A new player from Southeast Asia is set to join the Philippine insurance market this month, according to a report by BusinessWorld.
The company will be establishing life and nonlife insurance firms in the country, with Insurance Commissioner Dennis B. Funa confirming that its license to operate is currently being processed.
Funa also said that this new company has easily met the government’s new capital requirement.
The Philippine government currently requires insurance companies to have a minimum net worth of PHP900 million or about US$18 million. This requirement is set to increase to PHP1.3 billion or about US$25 million by the end of 2022, a move that many in the industry have highly criticised.
Earlier this year, the Philippine Insurers and Reinsurers Association (PIRA) penned a letter to senate representatives saying that the current minimum requirement in the country is significantly higher than those in neighbouring regions, with Vietnam capping its requirement at around US$13 million, Indonesia at a little over US$10 million, and Thailand at US$9 million.
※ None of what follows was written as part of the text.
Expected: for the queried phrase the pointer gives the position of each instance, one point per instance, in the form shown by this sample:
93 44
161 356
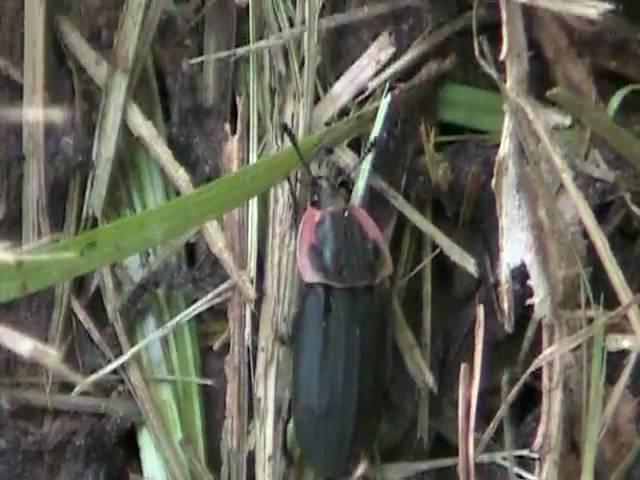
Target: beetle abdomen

Similarly, the Philippine Life Insurance Association said that the current minimum should be enough to “keep the industry well-capitalised, [enabling] companies to allocate their funds for other purposes.”
Regarding concerns over the net worth increase, Funa told BusinessWorld: “There are remedies for that: get new investors, get new stockholders. There is always a way to raise capital.”
The Department of Finance recently opposed a legislative proposal looking to keep capital requirements capped at the current minimum, with finance secretary Carlos Dominguez III saying that the planned increase will keep insurance firms cushioned from economic risks.